Python Forum
Using Excel Cell As A Variable In A Loop
Thread Rating:
  • 0 Vote(s) - 0 Average
  • 1
  • 2
  • 3
  • 4
  • 5
Using Excel Cell As A Variable In A Loop
#1
Hi all,

As a relative newbie to Python and webscrapping, I've been trying to learn more about headers and proxies- in terms of rotating them from a excel list I've created. I've watched lots of different vids and read posts, but I'm a little stuck in it's application.

Starting off with the header components, I've an Excel file with a collection of various headers.

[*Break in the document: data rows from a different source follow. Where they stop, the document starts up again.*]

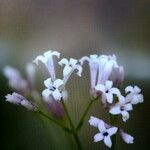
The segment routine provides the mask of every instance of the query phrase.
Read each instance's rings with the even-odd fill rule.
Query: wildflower
[[[77,70],[77,75],[81,77],[82,73],[82,67],[78,64],[78,60],[70,58],[70,60],[67,60],[66,58],[61,59],[58,64],[60,66],[65,65],[63,69],[63,77],[64,77],[64,83],[66,83],[73,73],[74,70]]]
[[[108,147],[111,147],[112,146],[111,136],[117,132],[118,128],[117,127],[106,128],[104,121],[100,120],[98,124],[98,129],[100,133],[97,133],[94,136],[94,142],[103,140]]]
[[[113,115],[121,114],[123,121],[126,122],[129,119],[128,111],[131,111],[132,109],[132,104],[127,103],[125,97],[120,96],[119,102],[110,108],[109,113]]]
[[[97,84],[104,84],[109,79],[113,69],[118,67],[115,55],[100,55]]]
[[[113,81],[115,86],[119,86],[124,80],[124,69],[122,66],[113,67],[109,80]]]
[[[28,82],[22,78],[20,72],[10,66],[6,66],[3,70],[5,77],[8,79],[9,86],[20,93],[27,93]]]
[[[127,101],[131,102],[133,105],[138,104],[138,103],[143,103],[143,95],[140,94],[141,89],[138,86],[127,86],[125,88],[125,92],[129,93],[126,96]]]
[[[34,63],[38,64],[39,61],[41,61],[46,68],[49,71],[49,74],[51,76],[51,79],[54,81],[56,80],[56,74],[55,74],[55,67],[54,67],[54,62],[53,62],[53,56],[57,56],[57,58],[60,57],[60,53],[57,51],[47,51],[40,56],[37,56],[36,59],[33,61]]]
[[[31,63],[27,64],[26,72],[27,72],[29,87],[33,88],[35,84],[35,65]]]
[[[14,92],[12,94],[6,95],[5,97],[6,97],[6,101],[8,101],[10,103],[24,106],[25,108],[27,108],[28,110],[31,110],[31,111],[36,110],[35,105],[33,105],[25,97],[23,97],[22,95],[20,95],[18,93]]]
[[[123,130],[120,130],[120,135],[125,143],[127,143],[127,144],[134,143],[134,137],[125,133]]]
[[[42,92],[42,95],[45,98],[48,98],[51,95],[55,100],[61,100],[62,98],[61,91],[64,85],[63,80],[56,79],[55,81],[52,81],[51,78],[48,78],[47,80],[44,81],[44,85],[47,87],[47,89],[45,89]]]
[[[107,80],[105,84],[98,84],[95,86],[95,89],[97,91],[102,92],[103,98],[106,99],[108,103],[113,102],[113,94],[119,96],[120,91],[118,88],[112,87],[113,83],[112,81]]]
[[[91,80],[91,89],[94,90],[96,85],[96,79],[98,74],[98,55],[90,55],[90,57],[84,56],[80,59],[81,64],[83,65],[84,61],[88,61],[90,69],[90,80]]]

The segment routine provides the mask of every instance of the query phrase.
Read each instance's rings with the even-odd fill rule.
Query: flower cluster
[[[56,57],[58,60],[57,65],[63,67],[61,77],[58,77],[56,74],[54,57]],[[37,56],[33,62],[37,65],[39,62],[43,63],[49,73],[49,77],[44,80],[45,89],[42,92],[38,92],[34,88],[35,66],[33,64],[27,65],[27,79],[22,78],[18,70],[7,66],[4,68],[4,75],[6,78],[8,78],[10,87],[12,87],[17,93],[14,92],[12,94],[8,94],[6,96],[6,101],[24,106],[28,110],[37,111],[39,110],[38,104],[35,104],[31,100],[27,100],[25,98],[25,96],[30,95],[36,99],[36,91],[39,99],[44,100],[51,106],[56,106],[51,102],[53,101],[59,104],[60,102],[63,102],[63,100],[68,99],[66,84],[74,72],[81,77],[83,65],[86,61],[88,62],[90,70],[90,94],[93,97],[92,99],[98,99],[111,116],[121,115],[123,122],[126,122],[129,119],[129,111],[133,110],[133,105],[142,103],[144,99],[143,95],[141,94],[141,89],[138,86],[130,85],[125,89],[120,88],[124,81],[124,68],[118,65],[115,55],[99,56],[94,54],[90,55],[89,57],[84,56],[80,59],[67,59],[61,58],[59,52],[49,50],[43,55]],[[64,103],[62,104],[64,105]],[[58,108],[61,109],[61,107]],[[65,106],[64,109],[66,110]],[[59,111],[58,109],[56,110]],[[41,111],[39,112],[41,113]],[[69,118],[73,132],[57,123],[57,121],[54,122],[65,129],[65,131],[71,132],[76,138],[76,130],[78,130],[82,125],[87,112],[88,111],[85,111],[83,117],[81,117],[81,121],[79,122],[77,128],[73,126],[72,122],[70,121],[71,119]],[[128,144],[133,143],[134,138],[131,135],[125,133],[123,129],[119,127],[105,123],[101,119],[91,116],[89,124],[98,128],[99,130],[99,133],[94,136],[94,142],[103,140],[108,147],[111,147],[111,136],[119,134],[124,142]],[[79,144],[79,142],[77,143]]]

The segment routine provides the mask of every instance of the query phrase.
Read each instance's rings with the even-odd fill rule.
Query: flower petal
[[[52,80],[51,80],[51,78],[46,79],[46,80],[44,81],[44,85],[45,85],[47,88],[51,87],[51,86],[52,86]]]
[[[61,100],[62,95],[58,89],[56,89],[54,92],[52,92],[52,95],[55,100]]]
[[[45,98],[48,98],[50,95],[51,95],[52,91],[50,91],[49,89],[45,89],[43,92],[42,92],[42,95],[45,97]]]
[[[98,124],[100,123],[100,121],[101,121],[100,119],[91,116],[88,122],[91,126],[98,127]]]
[[[99,129],[100,132],[106,131],[105,123],[104,123],[103,120],[100,120],[100,122],[98,124],[98,129]]]
[[[63,58],[63,59],[61,59],[61,60],[58,62],[58,64],[59,64],[60,66],[63,66],[63,65],[68,65],[69,62],[68,62],[68,60],[67,60],[66,58]]]
[[[73,67],[73,66],[75,66],[76,64],[77,64],[77,60],[76,59],[74,59],[74,58],[70,58],[70,61],[69,61],[69,63],[70,63],[70,65]]]
[[[109,110],[109,113],[111,113],[113,115],[120,114],[121,113],[120,106],[113,106],[113,107],[111,107],[111,109]]]
[[[105,87],[106,87],[108,90],[111,89],[112,85],[113,85],[113,83],[112,83],[112,81],[110,81],[110,80],[107,80],[106,83],[105,83]]]
[[[115,134],[117,132],[118,128],[117,127],[112,127],[107,129],[107,132],[109,133],[110,136],[112,136],[113,134]]]
[[[111,88],[109,90],[112,94],[116,94],[117,96],[120,96],[121,93],[120,93],[120,90],[118,88]]]
[[[64,70],[63,70],[63,76],[69,75],[72,70],[73,70],[72,67],[66,65],[66,66],[64,67]]]
[[[110,136],[104,137],[104,143],[105,143],[108,147],[111,147],[111,146],[112,146],[112,142],[111,142]]]
[[[63,80],[57,79],[57,80],[54,81],[54,86],[56,88],[59,88],[61,85],[63,85],[63,83],[64,83]]]
[[[95,86],[95,89],[96,89],[97,91],[101,91],[101,92],[105,93],[105,86],[104,86],[103,84],[97,84],[97,85]]]
[[[129,119],[129,113],[127,111],[122,111],[122,119],[124,122],[126,122]]]
[[[113,102],[113,95],[111,93],[106,93],[106,98],[108,103]]]
[[[128,92],[133,92],[133,87],[130,85],[130,86],[127,86],[125,88],[125,92],[128,93]]]
[[[104,136],[102,133],[97,133],[95,136],[94,136],[94,142],[99,142],[101,140],[103,140]]]
[[[124,109],[125,109],[126,111],[133,110],[132,104],[131,104],[131,103],[128,103],[128,104],[124,105]]]

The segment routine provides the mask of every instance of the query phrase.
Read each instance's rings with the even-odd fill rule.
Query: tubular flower
[[[25,97],[23,97],[22,95],[18,94],[18,93],[12,93],[12,94],[8,94],[6,95],[6,101],[16,104],[16,105],[21,105],[25,108],[27,108],[28,110],[34,111],[36,110],[36,106],[33,105],[30,101],[28,101]]]
[[[127,143],[127,144],[134,143],[134,137],[125,133],[123,130],[120,130],[120,135],[125,143]]]
[[[98,84],[95,86],[96,91],[101,92],[103,99],[106,100],[108,103],[113,102],[113,94],[120,96],[119,89],[113,88],[112,85],[112,81],[108,80],[105,84]]]
[[[47,89],[42,92],[43,97],[47,99],[49,96],[53,96],[55,100],[61,100],[64,86],[63,80],[56,79],[55,81],[52,81],[51,78],[48,78],[44,81],[44,85]]]
[[[69,77],[73,73],[73,71],[77,70],[77,75],[81,77],[82,73],[82,67],[78,64],[78,60],[70,58],[70,60],[67,60],[66,58],[61,59],[58,64],[60,66],[64,66],[63,69],[63,77],[64,77],[64,83],[68,81]]]
[[[42,55],[37,56],[33,62],[38,64],[38,62],[41,61],[48,69],[51,79],[54,81],[54,80],[56,80],[56,74],[55,74],[53,56],[57,56],[57,58],[59,58],[60,53],[57,51],[49,50],[49,51],[45,52],[43,54],[43,56]]]
[[[122,119],[126,122],[129,119],[128,111],[133,110],[132,104],[126,102],[126,98],[123,96],[119,97],[119,102],[112,106],[109,110],[109,113],[113,115],[122,115]]]
[[[17,69],[7,66],[4,68],[3,73],[8,79],[11,88],[21,93],[26,93],[28,91],[28,82],[22,78]]]
[[[110,127],[106,128],[104,121],[100,120],[98,124],[99,133],[94,136],[94,142],[104,141],[104,143],[108,146],[112,146],[111,136],[116,134],[118,128]]]
[[[126,96],[127,101],[131,102],[131,104],[135,105],[138,103],[143,103],[144,99],[143,99],[143,95],[140,94],[141,89],[138,86],[127,86],[125,88],[125,92],[129,93]]]

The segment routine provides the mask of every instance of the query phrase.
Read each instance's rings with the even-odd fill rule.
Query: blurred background
[[[0,149],[75,149],[74,143],[69,144],[69,135],[59,127],[4,101],[10,90],[3,67],[11,65],[24,74],[25,65],[48,49],[74,58],[94,53],[116,54],[125,68],[124,86],[139,85],[145,98],[143,104],[135,106],[126,125],[135,143],[127,145],[118,137],[117,149],[149,149],[149,27],[149,0],[0,0]],[[73,76],[67,87],[67,105],[75,124],[89,102],[86,70],[83,78]],[[37,77],[39,86],[44,88],[46,71],[39,69]],[[108,114],[98,104],[86,120],[90,115],[109,122]],[[102,142],[93,142],[96,133],[85,122],[79,135],[84,149],[106,149]]]

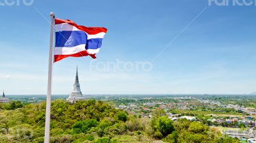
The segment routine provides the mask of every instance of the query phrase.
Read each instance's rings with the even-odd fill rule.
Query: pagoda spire
[[[79,84],[79,80],[78,79],[78,72],[77,72],[77,65],[76,66],[76,80],[75,80],[75,84]]]
[[[3,98],[5,98],[4,91],[3,91]]]

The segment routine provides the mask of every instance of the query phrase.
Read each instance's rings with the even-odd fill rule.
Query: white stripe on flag
[[[54,55],[71,55],[85,50],[85,44],[72,47],[55,47]]]
[[[75,26],[71,26],[69,24],[67,23],[63,23],[63,24],[58,24],[56,25],[56,32],[60,32],[60,31],[81,31],[78,29],[77,27]],[[85,33],[85,32],[84,32]],[[104,38],[104,36],[105,35],[106,33],[99,33],[96,34],[87,34],[87,39],[94,39],[94,38]]]
[[[98,48],[97,49],[88,49],[86,50],[87,52],[91,54],[97,54],[99,52],[100,52],[100,48]]]

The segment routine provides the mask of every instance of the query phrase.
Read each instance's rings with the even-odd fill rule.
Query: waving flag
[[[78,26],[70,20],[55,19],[54,62],[67,57],[90,56],[96,58],[104,36],[104,27]]]

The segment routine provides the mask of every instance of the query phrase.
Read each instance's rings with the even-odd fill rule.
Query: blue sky
[[[44,17],[50,20],[51,11],[108,29],[96,61],[70,57],[54,64],[53,94],[71,92],[76,65],[84,94],[256,91],[255,6],[209,6],[154,60],[208,1],[35,0],[29,6],[20,1],[0,6],[0,90],[6,94],[46,93],[49,24]],[[152,69],[95,68],[117,61],[150,62]]]

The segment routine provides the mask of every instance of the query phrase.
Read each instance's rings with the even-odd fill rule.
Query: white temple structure
[[[78,73],[77,73],[77,66],[76,67],[76,75],[75,83],[74,84],[73,91],[71,92],[71,94],[69,95],[68,98],[67,100],[70,103],[74,103],[76,102],[81,100],[84,100],[84,96],[83,96],[82,91],[81,91],[80,89],[80,84],[78,80]]]
[[[0,102],[1,103],[9,103],[10,102],[10,99],[5,97],[4,91],[3,92],[3,96],[0,98]]]

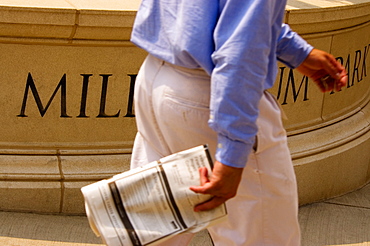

The URL will have many pages, so the goal is to try and have a different header for each page.

I'm trying to open the Excel file and grab a header from the cell and use it to form the variable for headers.

Here's what I started with:

import requests
import pandas as pd
from bs4 import BeautifulSoup
import openpyxl

url = 'mytesturl'

wb = openpyxl.load_workbook('RandomUserAgentList.xlsx')
ws = wb['Sheet1']
headers = []

for cell in ws['A']:
    random_header_variable = cell.value
    headers = "{'User-Agent': " + random_header_variable + "}"
    print(headers)
The output from this is:
Output:
{'User-Agent': Mozilla/5.0 (Windows NT 10.0; Win64; x64) AppleWebKit/537.36 (KHTML, like Gecko) Chrome/68.0.3440.106 Safari/537.36} {'User-Agent': Mozilla/5.0 (Macintosh; Intel Mac OS X 10_11_6) AppleWebKit/537.36 (KHTML, like Gecko) Chrome/87.0.4280.88 Safari/537.36} {'User-Agent': Mozilla/5.0 (Macintosh; Intel Mac OS X 10_12_6) AppleWebKit/537.36 (KHTML, like Gecko) Chrome/79.0.3945.130 Safari/537.36 OPR/66.0.3515.72} {'User-Agent': Mozilla/5.0 (Windows NT 6.1; Win64; x64) AppleWebKit/537.36 (KHTML, like Gecko) Chrome/64.0.3282.186 Safari/537.36} {'User-Agent': Mozilla/5.0 (X11; CrOS aarch64 13421.99.0) AppleWebKit/537.36 (KHTML; like Gecko) Chrome/86.0.4240.198 Safari/537.36}
So that looks good.

But then from there, I'm not sure how to incorporate it into requests for the page. When I've used:

import requests
import pandas as pd
from bs4 import BeautifulSoup
import openpyxl

url = 'mytesturl'

wb = openpyxl.load_workbook('RandomUserAgentList.xlsx')
ws = wb['Sheet1']
headers = []

for cell in ws['A']:
    random_header_variable = cell.value
    headers = "{'User-Agent': " + random_header_variable + "}"
    r = requests.get(url, headers = headers)
I get a whole series of errors:
Error:
Traceback (most recent call last): File "C:/Users/test_headers.py", line 15, in <module> r = requests.get(url, headers = headers) File "C:\Users\anaconda3\lib\site-packages\requests\api.py", line 76, in get return request('get', url, params=params, **kwargs) File "C:\Users\anaconda3\lib\site-packages\requests\api.py", line 61, in request return session.request(method=method, url=url, **kwargs) File "C:\Users\anaconda3\lib\site-packages\requests\sessions.py", line 528, in request prep = self.prepare_request(req) File "C:\Users\anaconda3\lib\site-packages\requests\sessions.py", line 456, in prepare_request p.prepare( File "C:\Users\anaconda3\lib\site-packages\requests\models.py", line 317, in prepare self.prepare_headers(headers) File "C:\Users\anaconda3\lib\site-packages\requests\models.py", line 449, in prepare_headers for header in headers.items(): AttributeError: 'str' object has no attribute 'items'
I'm presuming it's because the format is wrong?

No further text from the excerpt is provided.